Inhibition of the human Ether-a-go-go-Related Gene (hERG) potassium channel by medications appears to be the most common mechanism of acquired QT interval prolongation.
Why is hERG Affinity Important?
QT interval prolongation is a side effect induced by structurally diverse drugs that has been linked to life threatening ventricular arrhythmias including Toursade de Pointes. Because more and more non-antiarrhythmic drugs are being shown to have the potential to prolong QT interval, it is important that all new chemical entities (NCE) are thoroughly investigated for this potential early in their preclinical development. Therefore, in silico prediction of the hERG screening plays an important role in understanding the hERG-drug binding. Such predictive hERG models are highly valuable as in vitro and in vivo measurements are costly, labour intensive and not widely available. In recent years, structure-activity studies on the growing number of marketed drugs and investigational compounds exhibiting inadvertent hERG channel blockade have been reported.
hERG pIC50 Model
Data on hERG K+ channel blockers were derived from various literature sources. 168 structures with patch-clamp IC50 values for inhibition of hERG K+ channels expressed in mammalian cells were selected, as this is the 'gold-standard' experimental technique for determining hERG inhibition.
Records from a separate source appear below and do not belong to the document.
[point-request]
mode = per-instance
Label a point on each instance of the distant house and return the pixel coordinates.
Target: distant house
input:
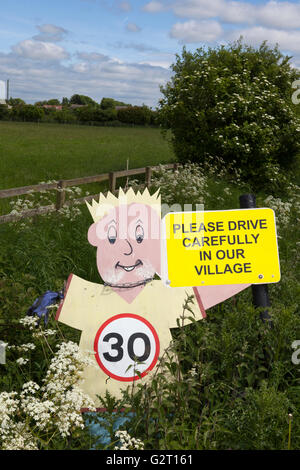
(121, 107)
(52, 106)
(75, 106)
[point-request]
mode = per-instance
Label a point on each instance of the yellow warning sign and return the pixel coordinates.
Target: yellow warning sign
(220, 247)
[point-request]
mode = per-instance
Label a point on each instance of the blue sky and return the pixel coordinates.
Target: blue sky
(124, 48)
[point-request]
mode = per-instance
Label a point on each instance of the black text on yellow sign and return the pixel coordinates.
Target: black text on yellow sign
(220, 247)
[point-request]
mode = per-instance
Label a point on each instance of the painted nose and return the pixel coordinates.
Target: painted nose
(130, 248)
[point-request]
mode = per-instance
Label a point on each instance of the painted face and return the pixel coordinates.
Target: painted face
(128, 247)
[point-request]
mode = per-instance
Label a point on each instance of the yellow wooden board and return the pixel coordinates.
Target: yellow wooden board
(220, 247)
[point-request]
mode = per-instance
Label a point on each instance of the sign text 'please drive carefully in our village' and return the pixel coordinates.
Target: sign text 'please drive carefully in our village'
(220, 247)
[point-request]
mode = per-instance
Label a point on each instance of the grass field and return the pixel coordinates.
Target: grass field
(32, 152)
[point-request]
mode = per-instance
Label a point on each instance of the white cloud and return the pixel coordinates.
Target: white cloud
(50, 33)
(196, 31)
(92, 56)
(154, 7)
(124, 6)
(274, 14)
(280, 15)
(287, 40)
(133, 28)
(37, 50)
(198, 9)
(91, 74)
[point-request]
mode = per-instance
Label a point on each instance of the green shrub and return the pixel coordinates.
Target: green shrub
(233, 103)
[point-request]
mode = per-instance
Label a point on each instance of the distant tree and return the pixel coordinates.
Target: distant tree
(107, 103)
(30, 113)
(53, 102)
(16, 102)
(138, 115)
(82, 100)
(4, 112)
(233, 103)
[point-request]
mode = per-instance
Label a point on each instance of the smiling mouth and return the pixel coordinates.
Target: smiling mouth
(129, 268)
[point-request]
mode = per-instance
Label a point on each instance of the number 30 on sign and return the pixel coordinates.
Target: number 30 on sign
(125, 344)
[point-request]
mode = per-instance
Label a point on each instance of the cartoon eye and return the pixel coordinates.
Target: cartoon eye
(112, 234)
(139, 234)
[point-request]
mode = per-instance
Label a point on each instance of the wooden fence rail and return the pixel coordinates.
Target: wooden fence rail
(61, 185)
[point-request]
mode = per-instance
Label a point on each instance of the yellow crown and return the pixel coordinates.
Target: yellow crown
(99, 209)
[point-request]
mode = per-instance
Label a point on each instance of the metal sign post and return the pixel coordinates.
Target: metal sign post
(260, 293)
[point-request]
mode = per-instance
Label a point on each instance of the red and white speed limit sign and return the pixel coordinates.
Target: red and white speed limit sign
(126, 340)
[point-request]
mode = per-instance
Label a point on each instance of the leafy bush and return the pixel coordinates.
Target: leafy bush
(233, 103)
(138, 115)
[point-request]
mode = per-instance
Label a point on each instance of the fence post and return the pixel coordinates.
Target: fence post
(112, 182)
(61, 195)
(148, 176)
(260, 292)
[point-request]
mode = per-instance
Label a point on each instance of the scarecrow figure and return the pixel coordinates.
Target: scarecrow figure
(126, 320)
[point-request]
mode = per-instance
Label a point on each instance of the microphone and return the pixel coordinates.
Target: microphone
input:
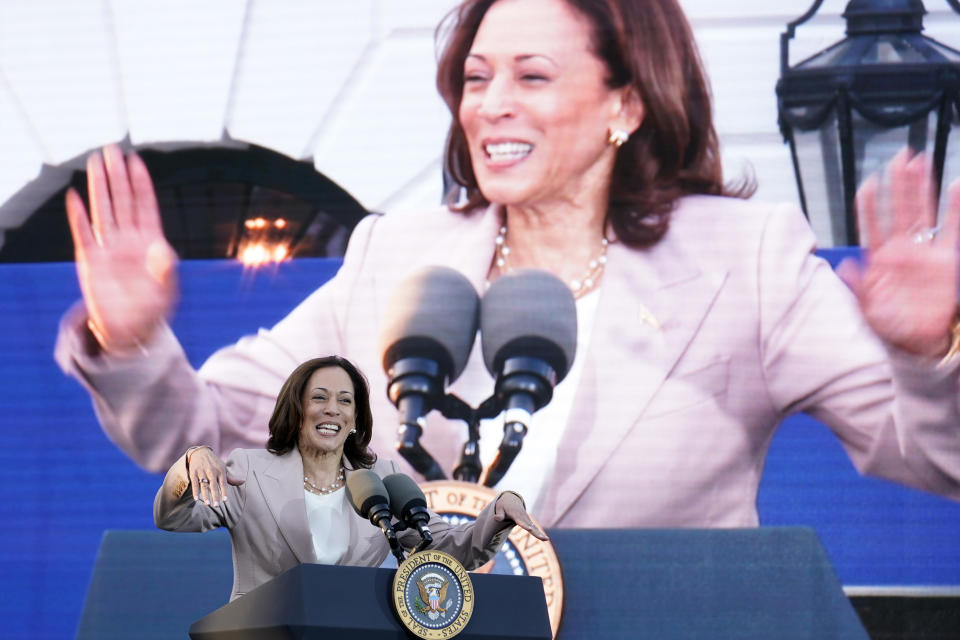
(528, 328)
(370, 500)
(427, 333)
(409, 505)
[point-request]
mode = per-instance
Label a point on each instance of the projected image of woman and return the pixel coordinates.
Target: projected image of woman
(285, 504)
(582, 144)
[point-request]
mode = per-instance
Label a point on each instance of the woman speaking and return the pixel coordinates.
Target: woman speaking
(581, 143)
(286, 504)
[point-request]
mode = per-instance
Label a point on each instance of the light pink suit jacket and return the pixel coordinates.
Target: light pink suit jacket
(672, 419)
(267, 520)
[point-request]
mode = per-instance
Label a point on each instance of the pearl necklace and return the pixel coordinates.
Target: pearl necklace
(322, 491)
(579, 286)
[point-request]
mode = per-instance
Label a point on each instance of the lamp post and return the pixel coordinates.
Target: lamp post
(846, 110)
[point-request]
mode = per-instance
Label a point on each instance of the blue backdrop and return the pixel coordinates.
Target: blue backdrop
(62, 482)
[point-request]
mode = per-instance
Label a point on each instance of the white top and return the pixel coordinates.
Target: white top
(329, 527)
(537, 458)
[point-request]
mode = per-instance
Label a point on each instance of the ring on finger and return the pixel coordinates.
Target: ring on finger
(925, 235)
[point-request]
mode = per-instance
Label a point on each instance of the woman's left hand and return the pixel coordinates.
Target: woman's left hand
(510, 507)
(907, 283)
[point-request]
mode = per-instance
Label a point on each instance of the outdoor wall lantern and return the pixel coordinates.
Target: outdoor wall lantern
(846, 110)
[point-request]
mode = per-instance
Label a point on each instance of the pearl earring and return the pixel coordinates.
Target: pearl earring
(617, 137)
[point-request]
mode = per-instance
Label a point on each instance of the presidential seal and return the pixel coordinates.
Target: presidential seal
(521, 554)
(433, 595)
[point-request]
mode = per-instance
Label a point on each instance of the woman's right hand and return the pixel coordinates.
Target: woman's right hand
(126, 267)
(208, 476)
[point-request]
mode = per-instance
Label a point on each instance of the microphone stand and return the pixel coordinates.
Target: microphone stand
(469, 468)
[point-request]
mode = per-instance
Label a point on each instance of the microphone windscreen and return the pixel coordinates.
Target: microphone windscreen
(432, 314)
(404, 493)
(529, 312)
(365, 489)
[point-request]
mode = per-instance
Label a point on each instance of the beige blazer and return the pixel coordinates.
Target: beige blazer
(267, 520)
(701, 345)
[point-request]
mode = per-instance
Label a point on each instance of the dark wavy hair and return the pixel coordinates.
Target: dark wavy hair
(646, 45)
(288, 413)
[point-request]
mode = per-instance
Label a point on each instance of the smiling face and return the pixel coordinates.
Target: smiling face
(536, 110)
(329, 411)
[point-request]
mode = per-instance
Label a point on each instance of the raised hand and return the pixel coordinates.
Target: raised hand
(509, 506)
(907, 283)
(208, 476)
(126, 267)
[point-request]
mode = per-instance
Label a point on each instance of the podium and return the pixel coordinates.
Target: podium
(323, 601)
(676, 584)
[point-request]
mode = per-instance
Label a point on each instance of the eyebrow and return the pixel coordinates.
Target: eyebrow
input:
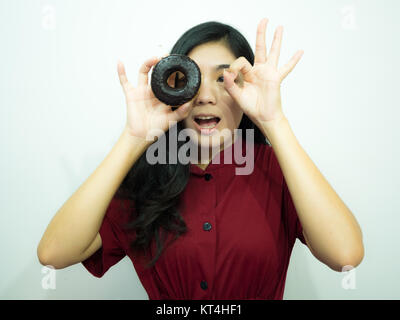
(222, 66)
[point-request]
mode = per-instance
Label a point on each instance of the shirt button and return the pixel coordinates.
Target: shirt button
(207, 226)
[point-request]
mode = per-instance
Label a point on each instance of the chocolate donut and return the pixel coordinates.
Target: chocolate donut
(163, 70)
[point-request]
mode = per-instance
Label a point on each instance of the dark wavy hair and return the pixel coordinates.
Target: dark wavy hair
(156, 188)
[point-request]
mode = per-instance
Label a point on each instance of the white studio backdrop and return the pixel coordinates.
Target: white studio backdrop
(62, 110)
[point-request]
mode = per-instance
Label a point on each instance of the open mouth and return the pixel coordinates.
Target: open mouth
(209, 122)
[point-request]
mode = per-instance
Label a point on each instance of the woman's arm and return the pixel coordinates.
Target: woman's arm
(332, 233)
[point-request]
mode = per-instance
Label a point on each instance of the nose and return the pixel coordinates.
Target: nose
(205, 95)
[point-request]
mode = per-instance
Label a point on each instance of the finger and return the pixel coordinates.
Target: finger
(242, 65)
(261, 50)
(287, 68)
(181, 113)
(233, 89)
(143, 77)
(273, 56)
(121, 74)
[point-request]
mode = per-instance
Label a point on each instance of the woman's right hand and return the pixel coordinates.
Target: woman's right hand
(144, 111)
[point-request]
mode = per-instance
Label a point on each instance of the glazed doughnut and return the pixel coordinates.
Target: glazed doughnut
(162, 71)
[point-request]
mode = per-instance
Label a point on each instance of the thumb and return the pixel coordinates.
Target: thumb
(230, 85)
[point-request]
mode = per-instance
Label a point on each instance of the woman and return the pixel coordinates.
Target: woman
(199, 230)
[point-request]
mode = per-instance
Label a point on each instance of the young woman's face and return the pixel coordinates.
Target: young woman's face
(212, 100)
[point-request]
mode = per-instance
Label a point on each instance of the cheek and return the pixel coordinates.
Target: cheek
(232, 113)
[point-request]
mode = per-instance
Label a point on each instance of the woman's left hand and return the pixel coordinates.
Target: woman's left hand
(258, 92)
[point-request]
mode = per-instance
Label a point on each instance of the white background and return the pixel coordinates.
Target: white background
(62, 110)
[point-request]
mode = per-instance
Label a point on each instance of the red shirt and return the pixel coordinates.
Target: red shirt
(241, 231)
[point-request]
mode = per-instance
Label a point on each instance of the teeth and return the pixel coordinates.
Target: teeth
(207, 127)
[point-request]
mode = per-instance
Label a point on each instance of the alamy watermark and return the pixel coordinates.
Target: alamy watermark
(49, 280)
(192, 151)
(349, 279)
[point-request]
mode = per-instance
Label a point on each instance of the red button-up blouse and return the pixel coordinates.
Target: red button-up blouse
(241, 231)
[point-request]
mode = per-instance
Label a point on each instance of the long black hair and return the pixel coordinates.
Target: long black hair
(156, 188)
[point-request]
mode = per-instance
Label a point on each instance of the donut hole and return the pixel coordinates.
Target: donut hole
(177, 80)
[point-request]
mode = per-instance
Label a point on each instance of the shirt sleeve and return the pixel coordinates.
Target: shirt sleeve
(295, 227)
(111, 251)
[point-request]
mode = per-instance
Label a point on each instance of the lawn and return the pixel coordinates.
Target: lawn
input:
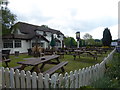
(79, 63)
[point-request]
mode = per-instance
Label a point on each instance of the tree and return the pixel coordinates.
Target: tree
(8, 19)
(88, 39)
(87, 36)
(70, 42)
(107, 38)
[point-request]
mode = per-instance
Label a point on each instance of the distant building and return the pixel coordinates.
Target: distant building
(23, 37)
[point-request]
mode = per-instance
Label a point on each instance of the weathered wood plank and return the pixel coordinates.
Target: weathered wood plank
(61, 82)
(34, 80)
(12, 80)
(17, 78)
(46, 81)
(66, 80)
(7, 77)
(40, 80)
(22, 77)
(28, 80)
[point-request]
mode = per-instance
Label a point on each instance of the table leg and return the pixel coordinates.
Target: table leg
(6, 64)
(22, 67)
(37, 69)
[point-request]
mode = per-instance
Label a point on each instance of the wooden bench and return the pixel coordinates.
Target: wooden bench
(75, 54)
(93, 55)
(17, 67)
(56, 67)
(6, 61)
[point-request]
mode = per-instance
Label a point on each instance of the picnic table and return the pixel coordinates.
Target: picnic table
(42, 60)
(6, 60)
(78, 52)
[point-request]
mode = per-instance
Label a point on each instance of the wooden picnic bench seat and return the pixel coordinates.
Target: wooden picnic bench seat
(75, 54)
(17, 67)
(6, 61)
(56, 67)
(93, 55)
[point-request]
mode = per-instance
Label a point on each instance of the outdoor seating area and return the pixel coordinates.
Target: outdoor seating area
(34, 62)
(52, 60)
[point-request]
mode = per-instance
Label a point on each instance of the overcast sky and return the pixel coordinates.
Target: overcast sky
(70, 16)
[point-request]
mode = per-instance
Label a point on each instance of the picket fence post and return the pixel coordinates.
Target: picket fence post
(17, 78)
(40, 80)
(60, 81)
(12, 80)
(7, 77)
(34, 80)
(76, 78)
(66, 80)
(80, 78)
(47, 81)
(28, 79)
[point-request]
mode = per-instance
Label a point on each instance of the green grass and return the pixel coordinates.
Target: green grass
(79, 63)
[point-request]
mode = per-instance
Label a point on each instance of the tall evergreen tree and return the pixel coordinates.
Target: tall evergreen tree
(7, 18)
(107, 38)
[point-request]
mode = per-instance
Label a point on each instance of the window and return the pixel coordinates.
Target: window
(17, 43)
(8, 43)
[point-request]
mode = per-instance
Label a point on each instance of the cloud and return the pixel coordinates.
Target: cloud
(68, 16)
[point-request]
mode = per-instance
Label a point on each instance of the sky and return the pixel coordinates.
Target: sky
(70, 16)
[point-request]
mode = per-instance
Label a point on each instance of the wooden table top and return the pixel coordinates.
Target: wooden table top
(36, 61)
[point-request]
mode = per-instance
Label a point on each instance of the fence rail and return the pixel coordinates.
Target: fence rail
(11, 78)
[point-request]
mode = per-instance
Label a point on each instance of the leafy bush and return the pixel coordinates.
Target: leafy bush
(112, 75)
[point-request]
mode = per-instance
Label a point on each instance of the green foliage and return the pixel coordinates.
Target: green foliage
(107, 38)
(70, 42)
(8, 19)
(112, 75)
(52, 43)
(88, 39)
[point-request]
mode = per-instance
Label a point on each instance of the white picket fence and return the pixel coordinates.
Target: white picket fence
(82, 77)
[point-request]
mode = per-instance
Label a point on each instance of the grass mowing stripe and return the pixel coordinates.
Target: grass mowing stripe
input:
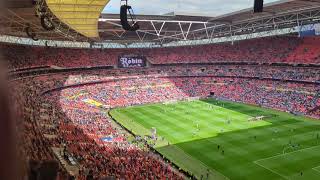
(177, 121)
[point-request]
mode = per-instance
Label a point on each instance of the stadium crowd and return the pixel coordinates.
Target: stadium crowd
(291, 50)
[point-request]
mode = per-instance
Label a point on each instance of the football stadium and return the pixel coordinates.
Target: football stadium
(160, 90)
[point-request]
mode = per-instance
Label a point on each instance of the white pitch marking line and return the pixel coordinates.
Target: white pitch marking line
(285, 177)
(286, 153)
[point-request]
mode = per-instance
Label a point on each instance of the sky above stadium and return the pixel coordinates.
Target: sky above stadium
(200, 7)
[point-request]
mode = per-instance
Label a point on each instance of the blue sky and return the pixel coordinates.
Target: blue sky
(202, 7)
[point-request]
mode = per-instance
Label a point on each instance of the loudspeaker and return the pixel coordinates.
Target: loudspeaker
(124, 19)
(46, 23)
(258, 6)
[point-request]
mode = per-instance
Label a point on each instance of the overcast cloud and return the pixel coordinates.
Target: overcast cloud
(201, 7)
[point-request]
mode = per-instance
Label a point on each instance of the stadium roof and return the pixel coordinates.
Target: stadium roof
(81, 15)
(171, 27)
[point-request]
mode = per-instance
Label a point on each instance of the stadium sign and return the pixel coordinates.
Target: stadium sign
(131, 61)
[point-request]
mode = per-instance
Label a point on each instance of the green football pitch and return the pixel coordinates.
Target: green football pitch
(226, 140)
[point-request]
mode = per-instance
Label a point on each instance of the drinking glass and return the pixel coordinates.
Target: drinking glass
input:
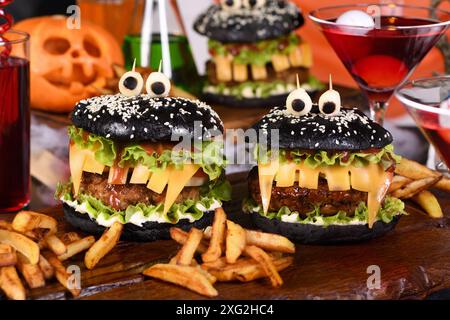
(381, 58)
(428, 102)
(14, 121)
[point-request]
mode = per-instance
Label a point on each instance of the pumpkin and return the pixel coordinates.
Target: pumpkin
(66, 65)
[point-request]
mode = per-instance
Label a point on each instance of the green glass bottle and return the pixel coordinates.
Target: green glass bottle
(147, 27)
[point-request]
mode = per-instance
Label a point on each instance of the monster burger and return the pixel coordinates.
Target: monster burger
(329, 179)
(125, 167)
(255, 52)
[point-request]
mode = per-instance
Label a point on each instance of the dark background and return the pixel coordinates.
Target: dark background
(21, 9)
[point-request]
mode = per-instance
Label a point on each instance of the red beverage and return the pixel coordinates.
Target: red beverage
(380, 59)
(440, 139)
(14, 134)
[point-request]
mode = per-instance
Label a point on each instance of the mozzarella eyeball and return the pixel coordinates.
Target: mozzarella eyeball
(131, 84)
(253, 4)
(330, 103)
(157, 85)
(298, 103)
(231, 5)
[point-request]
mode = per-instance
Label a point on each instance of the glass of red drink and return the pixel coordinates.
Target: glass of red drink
(14, 121)
(382, 56)
(428, 102)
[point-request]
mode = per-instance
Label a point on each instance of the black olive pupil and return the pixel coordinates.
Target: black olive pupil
(158, 87)
(329, 107)
(130, 83)
(298, 105)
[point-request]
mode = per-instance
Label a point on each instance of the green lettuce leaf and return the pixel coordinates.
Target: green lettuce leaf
(217, 191)
(262, 51)
(105, 150)
(391, 208)
(322, 158)
(210, 158)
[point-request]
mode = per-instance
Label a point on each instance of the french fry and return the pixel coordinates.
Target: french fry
(429, 203)
(190, 246)
(29, 220)
(46, 268)
(415, 187)
(31, 272)
(61, 274)
(8, 256)
(398, 182)
(185, 276)
(254, 272)
(266, 241)
(22, 244)
(55, 244)
(180, 236)
(235, 241)
(105, 244)
(76, 247)
(10, 283)
(208, 276)
(266, 262)
(70, 237)
(414, 170)
(216, 264)
(217, 237)
(5, 225)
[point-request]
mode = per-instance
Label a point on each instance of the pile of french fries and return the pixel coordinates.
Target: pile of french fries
(412, 181)
(227, 252)
(31, 246)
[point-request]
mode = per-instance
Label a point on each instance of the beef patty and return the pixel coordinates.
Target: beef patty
(120, 196)
(304, 200)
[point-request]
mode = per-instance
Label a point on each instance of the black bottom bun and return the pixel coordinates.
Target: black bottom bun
(150, 231)
(333, 234)
(232, 101)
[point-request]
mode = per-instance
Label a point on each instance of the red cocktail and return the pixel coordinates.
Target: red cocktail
(381, 57)
(14, 122)
(428, 102)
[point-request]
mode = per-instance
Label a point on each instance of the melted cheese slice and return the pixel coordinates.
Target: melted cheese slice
(371, 179)
(266, 173)
(76, 163)
(140, 175)
(91, 164)
(177, 181)
(159, 179)
(118, 175)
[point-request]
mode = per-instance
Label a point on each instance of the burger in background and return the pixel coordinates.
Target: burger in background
(255, 52)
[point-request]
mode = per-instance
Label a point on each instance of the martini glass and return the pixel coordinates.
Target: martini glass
(428, 102)
(382, 57)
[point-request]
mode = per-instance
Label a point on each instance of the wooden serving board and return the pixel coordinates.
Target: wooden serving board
(414, 261)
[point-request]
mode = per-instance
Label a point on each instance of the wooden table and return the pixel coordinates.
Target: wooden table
(414, 261)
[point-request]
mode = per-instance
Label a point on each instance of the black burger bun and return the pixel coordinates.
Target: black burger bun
(144, 118)
(150, 231)
(316, 234)
(349, 130)
(275, 18)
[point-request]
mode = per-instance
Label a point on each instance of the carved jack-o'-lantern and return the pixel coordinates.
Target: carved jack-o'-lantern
(67, 64)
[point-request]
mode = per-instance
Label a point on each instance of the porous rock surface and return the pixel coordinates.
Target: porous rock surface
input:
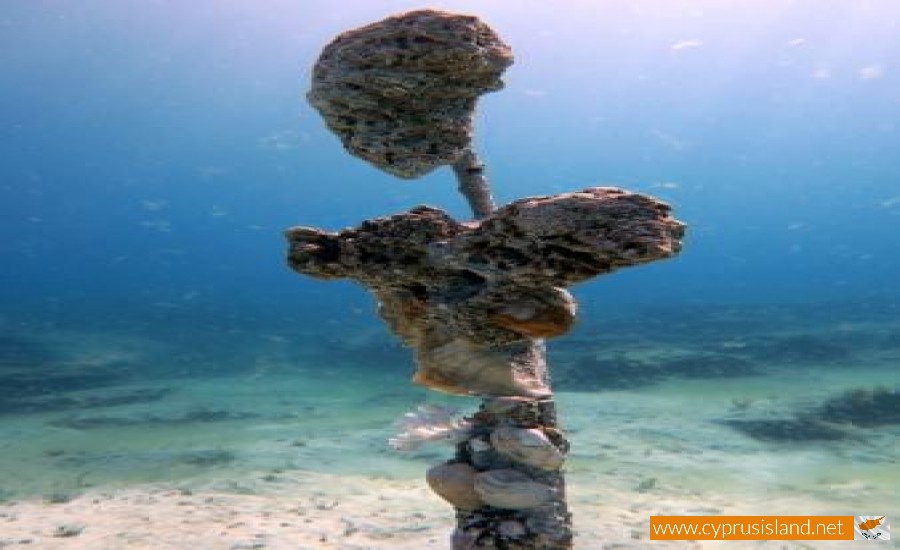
(476, 299)
(401, 93)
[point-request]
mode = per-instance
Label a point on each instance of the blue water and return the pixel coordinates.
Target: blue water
(151, 153)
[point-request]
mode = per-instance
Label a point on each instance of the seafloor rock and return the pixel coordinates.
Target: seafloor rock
(836, 418)
(401, 93)
(472, 299)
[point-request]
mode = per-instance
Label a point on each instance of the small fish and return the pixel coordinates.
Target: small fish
(870, 523)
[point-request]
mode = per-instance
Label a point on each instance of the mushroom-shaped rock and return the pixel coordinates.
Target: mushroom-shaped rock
(401, 93)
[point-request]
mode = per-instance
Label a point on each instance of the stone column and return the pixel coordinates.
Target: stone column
(474, 300)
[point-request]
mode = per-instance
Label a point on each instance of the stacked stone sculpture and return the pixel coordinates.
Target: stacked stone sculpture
(474, 300)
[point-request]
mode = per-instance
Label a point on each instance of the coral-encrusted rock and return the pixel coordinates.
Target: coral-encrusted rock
(401, 93)
(475, 300)
(455, 483)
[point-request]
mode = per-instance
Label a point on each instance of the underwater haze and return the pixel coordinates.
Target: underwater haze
(152, 338)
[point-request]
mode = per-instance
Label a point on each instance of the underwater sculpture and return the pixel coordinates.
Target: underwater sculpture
(475, 300)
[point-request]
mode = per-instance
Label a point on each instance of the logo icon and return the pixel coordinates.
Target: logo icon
(871, 528)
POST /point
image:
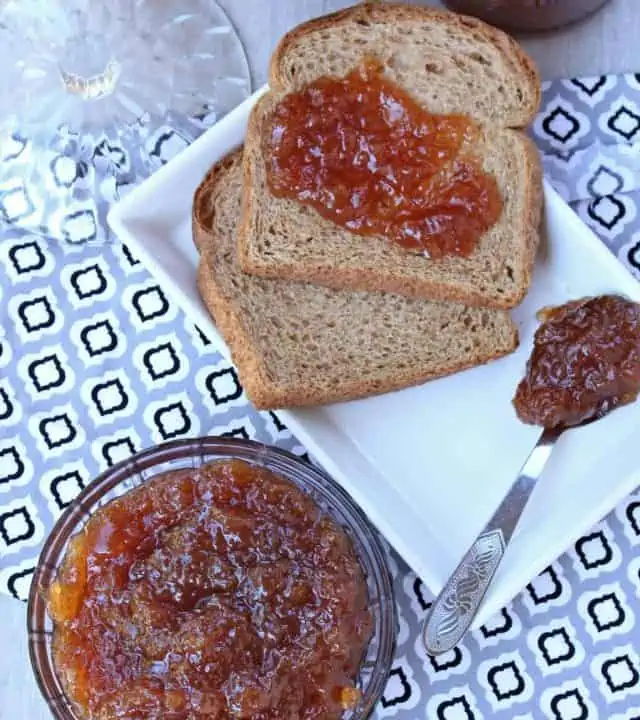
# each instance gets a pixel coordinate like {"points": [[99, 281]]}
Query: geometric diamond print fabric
{"points": [[96, 363]]}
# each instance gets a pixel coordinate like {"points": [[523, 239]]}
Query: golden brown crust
{"points": [[384, 279], [260, 389], [381, 278], [388, 11]]}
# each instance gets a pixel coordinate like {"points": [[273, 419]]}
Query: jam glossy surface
{"points": [[221, 592], [367, 157], [585, 362]]}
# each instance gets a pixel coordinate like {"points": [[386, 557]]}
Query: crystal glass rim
{"points": [[199, 450]]}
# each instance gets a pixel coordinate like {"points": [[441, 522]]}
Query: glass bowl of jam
{"points": [[212, 578]]}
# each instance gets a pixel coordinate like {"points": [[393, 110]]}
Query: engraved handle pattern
{"points": [[456, 606]]}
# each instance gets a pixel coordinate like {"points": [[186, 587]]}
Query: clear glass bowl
{"points": [[130, 473], [95, 95]]}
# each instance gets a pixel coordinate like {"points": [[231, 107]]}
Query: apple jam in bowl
{"points": [[208, 579]]}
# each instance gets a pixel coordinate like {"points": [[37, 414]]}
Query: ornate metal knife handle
{"points": [[455, 607]]}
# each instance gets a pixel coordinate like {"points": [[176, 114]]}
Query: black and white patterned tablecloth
{"points": [[96, 362]]}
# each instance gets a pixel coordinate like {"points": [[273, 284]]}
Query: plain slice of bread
{"points": [[449, 64], [301, 344]]}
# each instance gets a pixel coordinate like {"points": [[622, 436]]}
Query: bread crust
{"points": [[263, 392], [381, 278], [387, 11]]}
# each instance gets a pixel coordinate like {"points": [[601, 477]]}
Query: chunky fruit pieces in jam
{"points": [[366, 156], [585, 362], [212, 593]]}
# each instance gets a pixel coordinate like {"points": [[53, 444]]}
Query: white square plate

Other higher-throughput approaches to measuring hERG inhibition show poor correlation with patch-clamp measurements in mammalian cells and with each other and were therefore not used in the development of this model. A model was built using the non-linear Gaussian Processes technique implemented within the StarDrop Auto-Modeller. The model was trained on 135 compounds and tested on 33 compounds. The R2 value for the training set is 0.78 and the RMSE is 0.66 log units. On test set (33 compounds) the model achieved an R2 value of 0.72 (R2corr=0.74) and a RMSE in prediction of 0.64 log units.